機器のチェックのために回転数が切り替えられ、呼応して駆動音も低く高く変化する。
操縦棺全体を揺らすその音は、まるで巨大な獣が威嚇する唸り声のようにも聞こえる。
次に様々なボタンが押され、レバーが動かされ、対応したアセンブルパーツが駆動する。新たな威嚇音が操縦棺に加わる。

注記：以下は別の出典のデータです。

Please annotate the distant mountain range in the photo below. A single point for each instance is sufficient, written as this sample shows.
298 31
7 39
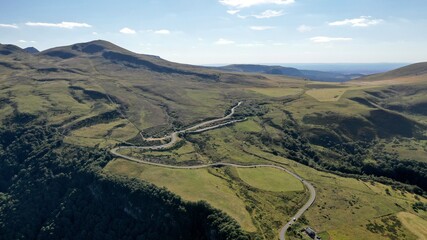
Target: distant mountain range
291 72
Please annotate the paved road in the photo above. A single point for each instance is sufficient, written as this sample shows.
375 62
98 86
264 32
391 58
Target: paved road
194 129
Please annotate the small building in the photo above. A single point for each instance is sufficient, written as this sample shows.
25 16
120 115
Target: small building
310 232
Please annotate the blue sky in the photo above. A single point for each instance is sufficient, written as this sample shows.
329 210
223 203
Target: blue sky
229 31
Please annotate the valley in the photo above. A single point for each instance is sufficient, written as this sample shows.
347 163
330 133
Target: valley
360 145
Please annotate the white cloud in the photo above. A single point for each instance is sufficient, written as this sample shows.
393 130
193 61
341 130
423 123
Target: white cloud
8 25
232 12
127 30
261 28
25 41
363 21
162 31
223 41
322 39
250 3
304 28
269 14
68 25
251 45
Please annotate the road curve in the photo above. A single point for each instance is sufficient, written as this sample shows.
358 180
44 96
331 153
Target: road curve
194 129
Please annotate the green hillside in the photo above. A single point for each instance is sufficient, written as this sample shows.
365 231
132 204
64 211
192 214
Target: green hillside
362 145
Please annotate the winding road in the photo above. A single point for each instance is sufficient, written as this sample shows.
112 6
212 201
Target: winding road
197 129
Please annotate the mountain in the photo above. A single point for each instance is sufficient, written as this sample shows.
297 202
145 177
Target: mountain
291 72
31 50
62 110
410 71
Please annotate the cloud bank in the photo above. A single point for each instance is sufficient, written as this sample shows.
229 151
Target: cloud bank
250 3
363 21
68 25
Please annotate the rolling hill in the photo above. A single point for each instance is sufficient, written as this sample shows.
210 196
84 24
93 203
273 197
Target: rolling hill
413 70
362 144
291 72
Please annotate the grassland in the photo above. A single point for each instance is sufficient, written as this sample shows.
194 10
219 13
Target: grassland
191 185
156 103
277 92
415 224
270 179
257 210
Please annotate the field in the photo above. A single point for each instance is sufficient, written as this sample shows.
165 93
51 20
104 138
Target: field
191 185
277 92
270 179
256 209
348 128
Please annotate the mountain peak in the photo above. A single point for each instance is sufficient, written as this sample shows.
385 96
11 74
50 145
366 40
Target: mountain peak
31 50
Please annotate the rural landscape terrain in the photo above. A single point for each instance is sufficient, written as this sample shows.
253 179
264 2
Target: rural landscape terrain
98 142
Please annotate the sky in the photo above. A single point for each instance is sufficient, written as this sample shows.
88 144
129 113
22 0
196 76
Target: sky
228 31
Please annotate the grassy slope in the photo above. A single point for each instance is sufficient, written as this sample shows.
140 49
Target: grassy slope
415 224
194 185
157 102
270 179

操縦棺内の暗さも相まって、四方八方からアセンブルパーツの駆動音が伝わるその様は
まるで暗闇の森の中で無数の獣に囲まれているかのようだった。
獣の声の中で計器が確認され、問題ないことが手元のチェックリストに記載されていく。
外部カメラの電源が入り、ようやく操縦棺は暗闇から解放される。
黒から白へ。カメラに写ったのはどの方位も霧ばかり。
目視では何も見えないことに変わりはなかった。
レーダーには敵の部隊の位置が曖昧ながら映っている。
目標はダミーコンピュータで構成された部隊。
その中には新型量産兵器も含まれている。
今回の目的はその新型量産機の性能チェック。
戦争ではないが、実戦ではある。
同じく初陣となるそのハイドラにとっても都合が良かった。
エンジンを制御するスロットルレバーが前に倒され、ミストエンジンが再び高い唸り声を上げる。
そうしてそのハイドラは動き出した。
新型量産機の性能と、自身の性能を測るため。お互いの初陣に向かって。